えとるた日記

フランスの文学、音楽、映画、BD

犬の話

Histoire d'un chien, 1881
ゴーロワ6月2日。シュミット版初収録。
後に(ジル・ブラース、1883年3月20日)「マドモワゼル・ココット」として書きなおされるもの。

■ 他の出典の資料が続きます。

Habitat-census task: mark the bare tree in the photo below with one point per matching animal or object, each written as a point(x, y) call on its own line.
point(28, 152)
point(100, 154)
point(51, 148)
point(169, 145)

 あらゆる新聞が、動物の「避難所」を儲けたいという動物愛護協会の呼びかけに応えている。そこには一種の救済院が出来るだろうし、その避難所では、行政が用意する縛り首の代わりに、主人のない哀れな犬たちが食べ物と逃げ場を見出すだろう。
(中略)私もある捨て犬の話を語りたいけれど、平凡で醜く、粗野な外見の犬の話である。この話は、まったく単純なもので、あらゆる点で本当のものなのだ。
(1巻314ページ)

 あるお屋敷の御者フランソワが一匹の痩せた雌犬を拾って飼うことになる。
ところがこの犬、「雌犬の中でももっとも淫乱」なものに違いなく、そこら中を野良犬がうろうろ
するは、ひっきりなしに子犬を産むは、果てはぶくぶくに太りだす。
フランソワは犬をココット(売春婦)と名づけ、それでも溺愛する。
が主人もついに我慢できず、犬を捨てろとフランソワに命じる。
誰も貰い手はなく、遠くに捨てても戻ってくるので、やむなく川に投げることになる。
ある朝、彼はココットの首に石を結びつけ、十遍もためらった後でセーヌ河に投げる。
一か月ばかり、フランソワはココットの思い出に取りつかれ病に臥す。
ようやく回復し、主人とともにルーアン近郊に避暑に出かけるが、ある朝、
フランソワは水浴の途中に、犬の死骸を見つけて近寄ると・・・。

 この物語の長所は一つだけである。この話は本当、全てが本当なのだ。六週間後に六十リューも離れた場所での、犬の死骸との奇妙な再会がなければ、恐らく私はこの話に目を留めもしなかっただろう。それというのも、毎日のように、行き場のない哀れな生き物たちを目にしているのだから。
 もしも動物愛護協会の計画がうまく行けば、川岸に打ち上げられたああいう遺骸を目にする機会も減ることだろう。
(318ページ)

冒頭は「生体解剖」に反対する動物愛護協会の声明が話題になっている。なんか百年前も後も
あんまり変わらない世の中だ。それはともかく、要するに時事ネタである。
虐待される動物というのは、モーパッサン作品のあちこちに出てくる。『女の一生』もそうだ。
が、やはり私の今の関心は結末の文にこそある。ここでは「本当」vraiであることが
改めて強調されている。
中身だけをとればこれは既に十分にモーパッサン(当たり前ながら)らしい作品に仕上がっている。
だが前後に挟まれる「書き手」=モーパッサンの存在が、(ここでもまた)コントをクロニックへ
と限りなく接近させてゆくのである。まるでこの時期のモーパッサン
純粋なコント(=フィクション)を新聞に掲載するのを忌避しているかのようでさえある。
そうでなければ、「書き手」がじかに声を発することもありえなかったはずだ。
(初めからコントと見なして読む研究者の多くは、こういう問題に決して目を留めないけども。)
もちろん、本当に「本当の話」だった可能性はあるけれど、しかしモーパッサン
明らかに脚色・誇張を加えて話を面白くしているのは確かだし(この辺がまた事情を複雑にしている)、
結局のところ事実の有無は問題ではない(確認しようもないし)。
そうではなく「これは本当の話ですよ」と執拗なまでに強調するその語り方そのものが特殊なのだ。
繰り返しになるけれど、それは新聞の読者を対象としている故の配慮である。
誰が読むか。読者は何を求めているのか。
モーパッサンがあっという間に人気作家になった理由の一端は、間違いなくその配慮の内にあるだろう。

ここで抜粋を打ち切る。